Assessing the quality of predictive models in Oracle Analytics using Lift & Gain
Anyone who has done some machine learning modelling in Oracle Analytics, might have been missing a bit more of quality metrics to better assess the quality of trained models.
By default any generated classification model would enable users to evaluate trained models by reviewing Quality metrics such as Precision, Recall, Accuracy, F1 and False Positive Rate.
When presenting Machine Learning support within Oracle Analytics, the question about calculating Gain and Lift are often asked. Until now, Oracle Analytics didn’t support this functionality and this has changed in the recent release of Oracle Analytics 6.3.
Lift and Gain Analysis
In order to measure how the prediction model is better then not using a prediction model at all, Lift and Gain Analysis is used. Using other words, with Lift and Gain analysis we can find out what is the benefit of applying predictions based on a prediction model to the business.
In Oracle Analytics, Lift and Gain Analysis is performed by visualizing model statistics in a Data Visualization Workbook.
This blog contains several examples of how machine learning models can be trained and used for predictions. For example, quite some time ago I presented a “classic” example of classification done in Oracle Analytics, churn prediction in the blog series Telco Churn Prediction in Oracle Analytics Revisited.
One of the key steps in the Machine Learning process is of course model training and evaluation. Oracle Analytics Data Flows functionality is the place where all magic happens. From Oracle Analytics 6.3 on, the Apply Model step includes also the functionality to create dataset for Lift and Gain information.
Before we explore a little bit more in details, let me only mention, that Oracle Autonomous Database is a prerequisite.
Training a new machine learning model
In the following example, I am using the Lead Scoring dataset from Kaggle. The data set has been cleaned and prepared for the machine learning model building using Data Flows:
Then Data Flows was used again for model creation:
In the example above, Neural Networks algorithm was used, but as you probably know, Oracle Analytics supports other classification algorithms as well, algorithms such as Naive Bayes, SVM, CART, Logistic Regression and Random Forest.
Confusion Matrix and Quality Metrics reveal that “out-of-the-box” Neural Network model performs quite well (for example, several data scientists on Kaggle reported 94% as the best result for accuracy by using Python machine learning).
This approach gives us relatively good picture about which model would perform better. In our example, it is the first model. However sometimes this picture is not so obvious. That is why, lift and gain analysis could be very helpful.
Calculating Lift & Gain
Apply Model step in a data flow is one way of deploying trained models and making predictions on a new set of data. In this step additional parameters have now been added to calculate Lift and Gain.
And then in the last step, the standard Save Data step is applied.
When data flow is run, data set LEAD_SCORING_NN with predictions is created. Besides this data set, we can see that there is another dataset created LEAD_SCORING_NN_LIFT.

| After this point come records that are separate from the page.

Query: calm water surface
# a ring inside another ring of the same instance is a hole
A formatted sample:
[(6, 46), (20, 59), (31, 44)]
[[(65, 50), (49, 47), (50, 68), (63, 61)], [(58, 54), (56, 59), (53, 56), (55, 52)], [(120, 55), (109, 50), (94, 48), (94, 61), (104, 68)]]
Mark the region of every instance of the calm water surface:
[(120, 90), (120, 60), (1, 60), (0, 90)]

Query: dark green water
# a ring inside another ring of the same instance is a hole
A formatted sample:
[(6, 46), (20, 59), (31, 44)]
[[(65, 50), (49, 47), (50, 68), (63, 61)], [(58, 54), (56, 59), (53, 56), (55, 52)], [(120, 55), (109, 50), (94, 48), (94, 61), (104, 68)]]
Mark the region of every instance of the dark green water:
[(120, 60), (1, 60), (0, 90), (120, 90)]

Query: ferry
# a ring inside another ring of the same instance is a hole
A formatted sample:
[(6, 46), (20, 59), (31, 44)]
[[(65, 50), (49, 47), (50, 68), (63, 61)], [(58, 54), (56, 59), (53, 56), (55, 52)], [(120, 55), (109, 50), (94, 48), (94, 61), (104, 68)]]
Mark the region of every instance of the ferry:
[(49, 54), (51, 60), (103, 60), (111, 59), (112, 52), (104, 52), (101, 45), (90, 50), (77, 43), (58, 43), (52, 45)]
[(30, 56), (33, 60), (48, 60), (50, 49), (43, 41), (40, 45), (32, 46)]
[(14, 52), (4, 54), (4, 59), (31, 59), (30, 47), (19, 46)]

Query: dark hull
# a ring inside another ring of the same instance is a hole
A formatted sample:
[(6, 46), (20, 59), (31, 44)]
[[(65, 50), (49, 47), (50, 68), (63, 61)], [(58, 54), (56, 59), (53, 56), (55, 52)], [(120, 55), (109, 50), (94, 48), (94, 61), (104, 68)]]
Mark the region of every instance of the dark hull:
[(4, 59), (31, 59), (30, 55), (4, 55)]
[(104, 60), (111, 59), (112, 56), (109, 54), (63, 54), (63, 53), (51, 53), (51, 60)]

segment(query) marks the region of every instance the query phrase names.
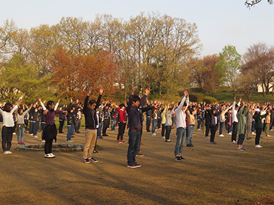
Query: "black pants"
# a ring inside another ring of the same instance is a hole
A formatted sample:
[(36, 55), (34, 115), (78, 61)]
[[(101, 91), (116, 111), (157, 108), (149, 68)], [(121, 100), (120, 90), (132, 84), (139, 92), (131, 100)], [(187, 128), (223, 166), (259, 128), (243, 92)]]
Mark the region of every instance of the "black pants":
[(51, 153), (53, 141), (53, 139), (50, 139), (45, 143), (45, 154)]
[(235, 141), (237, 138), (237, 128), (238, 128), (238, 122), (233, 122), (233, 131), (232, 131), (232, 141)]
[(2, 148), (3, 151), (10, 151), (12, 141), (12, 126), (3, 126), (2, 128)]
[(64, 121), (59, 120), (59, 133), (62, 133), (63, 132), (63, 125), (64, 125)]
[(110, 125), (110, 119), (105, 119), (103, 120), (103, 135), (105, 135), (107, 128)]
[(119, 128), (118, 129), (117, 141), (120, 140), (120, 139), (121, 139), (121, 141), (122, 141), (123, 139), (126, 124), (127, 124), (126, 122), (118, 123)]
[(262, 134), (262, 128), (255, 128), (256, 131), (256, 138), (255, 138), (255, 145), (260, 144), (260, 137)]
[(151, 118), (147, 118), (147, 131), (150, 132), (149, 127), (151, 124)]
[(210, 142), (213, 142), (214, 141), (214, 139), (215, 139), (215, 133), (216, 133), (216, 131), (217, 129), (217, 126), (210, 126)]
[(171, 132), (171, 126), (166, 126), (166, 139), (169, 139)]

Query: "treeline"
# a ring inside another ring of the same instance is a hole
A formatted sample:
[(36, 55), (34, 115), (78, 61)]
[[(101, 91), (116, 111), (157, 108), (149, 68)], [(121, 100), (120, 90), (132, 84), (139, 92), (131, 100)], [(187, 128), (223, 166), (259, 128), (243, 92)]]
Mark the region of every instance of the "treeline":
[(195, 23), (158, 13), (129, 20), (107, 14), (93, 21), (62, 18), (29, 30), (7, 20), (0, 27), (0, 101), (81, 98), (90, 86), (95, 96), (103, 87), (120, 100), (134, 86), (140, 92), (149, 86), (152, 98), (188, 87), (215, 92), (220, 85), (248, 96), (262, 84), (269, 92), (271, 47), (252, 45), (242, 57), (231, 45), (205, 57), (199, 55), (201, 49)]

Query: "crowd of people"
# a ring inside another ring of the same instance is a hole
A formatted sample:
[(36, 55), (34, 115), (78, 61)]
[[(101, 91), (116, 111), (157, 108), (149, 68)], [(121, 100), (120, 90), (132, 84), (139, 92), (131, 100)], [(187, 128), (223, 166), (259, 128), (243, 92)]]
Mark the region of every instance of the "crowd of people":
[[(116, 105), (110, 100), (101, 102), (103, 89), (100, 89), (97, 100), (89, 99), (91, 89), (88, 92), (84, 105), (79, 99), (73, 103), (59, 107), (60, 100), (55, 104), (46, 100), (31, 104), (29, 107), (21, 105), (20, 100), (16, 105), (5, 103), (0, 109), (0, 128), (2, 148), (4, 154), (12, 154), (10, 148), (12, 135), (17, 134), (18, 145), (24, 145), (24, 135), (28, 133), (38, 138), (37, 133), (40, 128), (42, 131), (42, 142), (45, 142), (45, 157), (53, 158), (52, 144), (56, 141), (58, 133), (64, 133), (64, 125), (67, 125), (66, 143), (73, 141), (73, 133), (79, 133), (82, 115), (85, 119), (85, 146), (83, 159), (85, 163), (97, 162), (92, 154), (97, 152), (96, 144), (97, 139), (103, 139), (110, 126), (115, 131), (118, 126), (117, 144), (127, 143), (124, 141), (125, 129), (128, 129), (127, 167), (140, 167), (141, 165), (136, 161), (136, 156), (142, 156), (140, 146), (142, 126), (145, 120), (147, 132), (157, 135), (155, 131), (161, 131), (161, 137), (165, 142), (171, 143), (170, 135), (172, 128), (176, 128), (176, 143), (174, 154), (176, 161), (185, 161), (182, 156), (183, 148), (186, 141), (186, 147), (194, 147), (192, 137), (195, 125), (197, 130), (201, 131), (205, 137), (210, 139), (212, 145), (216, 144), (215, 135), (223, 137), (225, 132), (231, 135), (232, 143), (238, 144), (238, 151), (245, 151), (242, 144), (245, 139), (251, 139), (251, 135), (256, 135), (255, 148), (261, 148), (260, 139), (270, 137), (269, 131), (272, 131), (274, 122), (274, 108), (266, 102), (247, 103), (240, 98), (236, 103), (222, 102), (208, 104), (206, 102), (197, 103), (190, 102), (188, 92), (179, 103), (172, 102), (164, 104), (164, 101), (147, 100), (149, 88), (145, 90), (145, 95), (141, 98), (134, 95), (136, 87), (132, 89), (132, 94), (126, 105), (121, 103)], [(55, 120), (55, 115), (59, 115), (59, 128), (57, 130)], [(226, 131), (225, 131), (225, 130)], [(238, 135), (238, 138), (237, 138)]]

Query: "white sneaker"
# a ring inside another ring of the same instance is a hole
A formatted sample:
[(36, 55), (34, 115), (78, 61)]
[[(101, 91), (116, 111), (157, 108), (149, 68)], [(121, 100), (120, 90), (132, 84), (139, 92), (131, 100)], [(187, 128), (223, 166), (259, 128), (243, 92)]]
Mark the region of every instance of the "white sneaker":
[(255, 146), (256, 148), (262, 148), (262, 147), (260, 144), (257, 144)]

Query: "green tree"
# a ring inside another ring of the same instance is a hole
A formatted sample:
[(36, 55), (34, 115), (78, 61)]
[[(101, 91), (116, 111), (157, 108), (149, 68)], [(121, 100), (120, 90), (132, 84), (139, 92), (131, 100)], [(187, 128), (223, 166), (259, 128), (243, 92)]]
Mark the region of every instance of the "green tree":
[(235, 96), (237, 90), (237, 78), (241, 66), (240, 55), (236, 47), (232, 45), (225, 46), (218, 57), (218, 64), (215, 68), (219, 75), (219, 83), (230, 87), (230, 91)]

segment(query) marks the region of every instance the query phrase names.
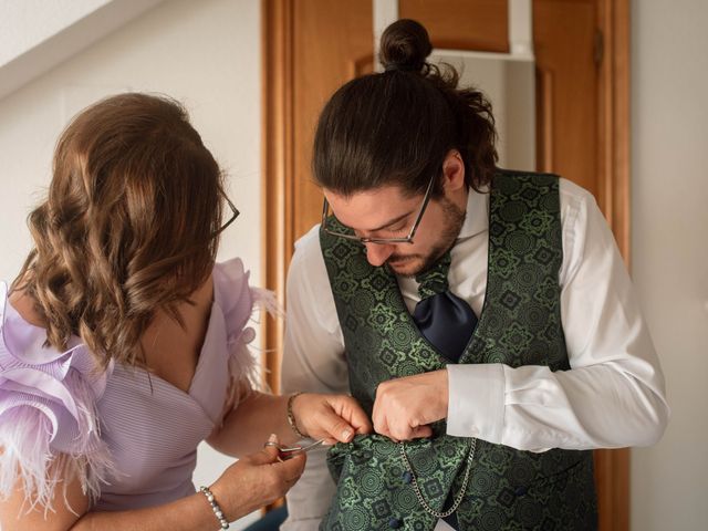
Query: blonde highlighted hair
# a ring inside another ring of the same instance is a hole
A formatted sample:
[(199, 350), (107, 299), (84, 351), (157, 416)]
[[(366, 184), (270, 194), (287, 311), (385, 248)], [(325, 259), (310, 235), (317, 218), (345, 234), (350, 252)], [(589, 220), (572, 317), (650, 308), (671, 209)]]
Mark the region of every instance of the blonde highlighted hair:
[(121, 94), (61, 135), (46, 199), (28, 218), (34, 248), (13, 282), (48, 343), (79, 335), (103, 365), (140, 363), (157, 309), (179, 319), (214, 267), (222, 175), (175, 101)]

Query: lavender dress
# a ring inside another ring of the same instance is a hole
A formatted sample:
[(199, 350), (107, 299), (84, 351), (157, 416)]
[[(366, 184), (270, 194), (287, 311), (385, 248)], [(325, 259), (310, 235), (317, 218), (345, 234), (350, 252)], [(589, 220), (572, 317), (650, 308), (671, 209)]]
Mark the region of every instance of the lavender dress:
[[(195, 492), (197, 445), (221, 421), (231, 382), (254, 368), (248, 343), (253, 304), (239, 259), (214, 270), (211, 315), (188, 393), (142, 368), (96, 360), (75, 339), (65, 352), (44, 347), (44, 329), (25, 322), (0, 283), (0, 496), (18, 479), (48, 506), (48, 465), (60, 457), (91, 494), (93, 510), (152, 507)], [(267, 304), (268, 305), (268, 304)]]

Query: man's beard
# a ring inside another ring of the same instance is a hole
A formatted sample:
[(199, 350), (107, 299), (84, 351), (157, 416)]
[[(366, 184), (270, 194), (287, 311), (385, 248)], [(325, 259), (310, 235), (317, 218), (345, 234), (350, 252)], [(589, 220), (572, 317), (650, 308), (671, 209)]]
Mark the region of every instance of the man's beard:
[[(442, 230), (440, 232), (440, 236), (438, 237), (437, 243), (433, 246), (430, 252), (428, 252), (427, 254), (394, 253), (388, 257), (388, 260), (386, 260), (386, 264), (396, 274), (399, 274), (402, 277), (415, 277), (416, 274), (430, 269), (440, 259), (440, 257), (442, 257), (442, 254), (445, 254), (455, 244), (455, 240), (460, 233), (467, 212), (461, 208), (458, 208), (446, 197), (442, 197), (439, 202), (442, 207), (444, 218)], [(413, 270), (397, 270), (397, 268), (399, 268), (400, 266), (405, 266), (415, 261), (419, 261), (419, 264), (417, 264)]]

The “lift” data set contains the following information (more details can be found here):
- PopulationPercentile - The dataset population split into 100 equal groups.
- CumulativeGain - The ratio of the cumulative number of positive targets up to that percentile, to the total number of positive targets. The closer the cumulative gains line is to the top-left corner of the chart, the greater the gain; the higher the proportion of the responders that are reached for the lower proportion of customers contacted.

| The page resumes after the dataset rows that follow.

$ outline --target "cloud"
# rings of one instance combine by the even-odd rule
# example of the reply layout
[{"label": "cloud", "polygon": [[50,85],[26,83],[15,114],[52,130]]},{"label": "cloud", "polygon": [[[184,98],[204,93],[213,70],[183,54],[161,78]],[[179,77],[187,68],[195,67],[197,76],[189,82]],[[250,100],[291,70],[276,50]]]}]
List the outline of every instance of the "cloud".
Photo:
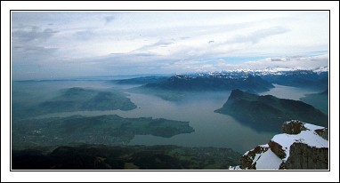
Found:
[{"label": "cloud", "polygon": [[106,21],[106,24],[108,24],[108,23],[109,23],[109,22],[113,21],[115,19],[116,19],[116,17],[115,17],[115,16],[113,16],[113,15],[110,15],[110,16],[107,16],[107,17],[105,17],[105,21]]},{"label": "cloud", "polygon": [[58,49],[46,45],[45,43],[57,34],[52,28],[28,27],[12,32],[12,59],[14,63],[45,62],[53,58]]},{"label": "cloud", "polygon": [[25,29],[17,29],[12,32],[12,41],[18,41],[20,43],[26,43],[31,41],[45,41],[53,36],[58,31],[54,31],[52,28],[45,28],[42,30],[38,27],[32,26]]},{"label": "cloud", "polygon": [[257,44],[261,40],[275,36],[279,35],[283,33],[287,33],[290,31],[290,29],[282,28],[282,27],[271,27],[269,28],[260,29],[254,32],[251,32],[247,35],[239,35],[236,36],[234,38],[224,42],[225,44],[236,44],[236,43],[251,43],[251,44]]},{"label": "cloud", "polygon": [[[328,51],[328,17],[320,16],[327,14],[16,12],[12,19],[12,61],[28,72],[53,68],[61,76],[325,65],[328,59],[305,55]],[[307,55],[320,54],[324,52]],[[268,59],[241,65],[218,60],[228,57]]]}]

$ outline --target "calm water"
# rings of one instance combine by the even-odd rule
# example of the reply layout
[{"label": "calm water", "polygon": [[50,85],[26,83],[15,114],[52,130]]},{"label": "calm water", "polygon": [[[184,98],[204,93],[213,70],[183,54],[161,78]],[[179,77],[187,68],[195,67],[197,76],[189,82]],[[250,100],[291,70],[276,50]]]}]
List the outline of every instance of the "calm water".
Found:
[{"label": "calm water", "polygon": [[[12,83],[12,101],[40,101],[53,98],[59,90],[69,87],[113,90],[122,88],[106,82],[72,81],[72,82],[32,82]],[[261,94],[271,94],[279,98],[298,99],[312,91],[275,85],[276,88]],[[125,86],[126,88],[126,86]],[[195,131],[189,134],[162,138],[152,135],[137,135],[129,145],[179,145],[185,147],[231,147],[245,153],[259,144],[266,144],[275,135],[274,132],[259,132],[245,126],[227,115],[215,113],[228,99],[230,92],[213,93],[196,93],[181,102],[166,101],[148,94],[128,93],[137,108],[131,111],[78,111],[57,113],[38,116],[69,116],[73,115],[119,115],[123,117],[153,117],[189,121]],[[28,99],[28,100],[29,100]]]}]

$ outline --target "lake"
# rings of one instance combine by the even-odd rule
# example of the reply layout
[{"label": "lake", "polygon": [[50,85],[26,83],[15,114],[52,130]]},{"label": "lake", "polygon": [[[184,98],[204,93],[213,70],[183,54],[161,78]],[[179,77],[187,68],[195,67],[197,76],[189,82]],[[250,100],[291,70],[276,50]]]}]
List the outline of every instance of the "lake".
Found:
[{"label": "lake", "polygon": [[[52,99],[61,89],[84,87],[97,90],[116,90],[134,87],[117,85],[107,81],[53,81],[12,82],[12,102],[38,102]],[[298,99],[314,91],[275,85],[274,89],[260,94],[271,94],[284,99]],[[260,144],[266,144],[276,134],[259,131],[244,125],[233,117],[215,113],[226,102],[231,92],[192,93],[181,101],[167,101],[149,94],[128,92],[137,108],[130,111],[77,111],[54,113],[37,116],[85,116],[118,115],[122,117],[153,117],[189,121],[195,131],[171,138],[136,135],[127,145],[178,145],[183,147],[231,147],[241,154]]]}]

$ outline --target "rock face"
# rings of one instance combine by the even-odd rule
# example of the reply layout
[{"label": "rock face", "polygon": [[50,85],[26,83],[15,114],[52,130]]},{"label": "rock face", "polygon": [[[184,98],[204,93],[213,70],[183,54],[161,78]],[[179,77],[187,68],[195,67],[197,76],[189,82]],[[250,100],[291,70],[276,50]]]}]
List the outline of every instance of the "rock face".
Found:
[{"label": "rock face", "polygon": [[[285,122],[282,133],[240,158],[244,170],[328,170],[328,129],[298,120]],[[233,169],[233,167],[231,167]]]},{"label": "rock face", "polygon": [[290,156],[286,162],[286,169],[327,170],[328,169],[328,148],[317,148],[295,142],[290,147]]}]

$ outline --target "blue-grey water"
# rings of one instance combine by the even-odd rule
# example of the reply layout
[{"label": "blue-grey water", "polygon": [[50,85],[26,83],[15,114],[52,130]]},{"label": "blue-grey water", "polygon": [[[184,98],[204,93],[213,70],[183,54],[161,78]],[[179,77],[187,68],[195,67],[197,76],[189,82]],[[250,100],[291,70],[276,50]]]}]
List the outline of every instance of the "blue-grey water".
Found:
[{"label": "blue-grey water", "polygon": [[[100,90],[126,89],[133,85],[116,85],[106,81],[53,81],[53,82],[12,82],[12,102],[44,101],[54,97],[60,90],[70,87],[83,87]],[[279,98],[298,99],[313,91],[275,85],[270,92],[261,94],[271,94]],[[119,115],[123,117],[153,117],[172,120],[189,121],[195,131],[179,134],[171,138],[152,135],[136,135],[128,145],[179,145],[184,147],[231,147],[239,153],[245,153],[259,144],[266,144],[275,132],[259,132],[246,126],[233,117],[215,113],[228,99],[231,92],[205,92],[190,95],[180,102],[164,100],[149,94],[128,92],[131,100],[137,108],[130,111],[77,111],[54,113],[37,116],[69,116],[74,115]]]}]

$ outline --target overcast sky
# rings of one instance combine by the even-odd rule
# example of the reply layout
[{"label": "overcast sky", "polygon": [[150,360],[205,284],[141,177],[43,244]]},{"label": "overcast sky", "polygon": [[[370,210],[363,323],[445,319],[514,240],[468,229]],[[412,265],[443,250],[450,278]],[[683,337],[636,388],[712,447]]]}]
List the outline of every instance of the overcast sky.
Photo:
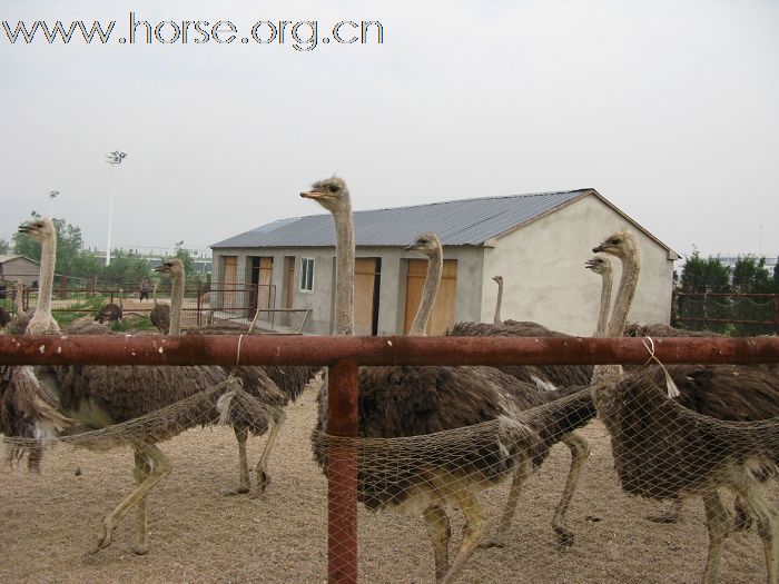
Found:
[{"label": "overcast sky", "polygon": [[[297,194],[337,172],[355,209],[593,187],[680,254],[779,253],[776,1],[63,4],[0,4],[12,30],[117,21],[107,44],[0,31],[0,238],[59,190],[55,217],[103,249],[120,149],[115,247],[319,212]],[[238,32],[120,43],[130,11]],[[379,21],[384,42],[240,42],[263,20],[317,20],[319,39]]]}]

- GainChartBaseline - The overall response rate : the line represents the percentage of positive records we expect to get if we selected records randomly. For example, in a marketing campaign, if we contact X% of the customers randomly, we will receive X% of the total positive response.
- LiftChartBaseline - Value of 1 and used as a baseline for lift comparison.
- LiftValue - The cumulative lift for a percentile. Lift is the ratio of the cumulative positive records density for the selected data, to the positive density over all the test data.
- IdealModelLine - The ratio of the cumulative number of positive targets to the total number of positive targets.
- OptimalGain - This indicates the optimum number of customers to contact. The cumulative gain curve will flatten beyond this point.
As you can see, data is prepared by percentiles, which can be easily visualised:
Cumulative Gain is displayed on the left chart. The lines represent the following:
- The base line is the line which represents the situation when no prediction model is applied.
- The ideal line which represents the best possible outcome.
- The cumulative gain which represents how well the model is performing. We can see that in 39th percentile the model reaches its optimum, the optimal gain.
Similarly, we see the results in the lift chart, which is on the right side. We can see that lift starts dropping dramatically after 39th percentile. Using other words, we should address only those leads which fall between 1st and 39th percentile.
If we now plotted also results of the Random Forest model, we could compare the two models among themselves.
We can conclude that there is no doubt that Neural Network model is performing better over Random Forest. We can also observe, that the first model achieves its optimum at 39th percentile, whereas the second at 49th percentile.
I think this “little” feature would help business analysts a lot when they are deploying their own machine learning models in Oracle Analytics.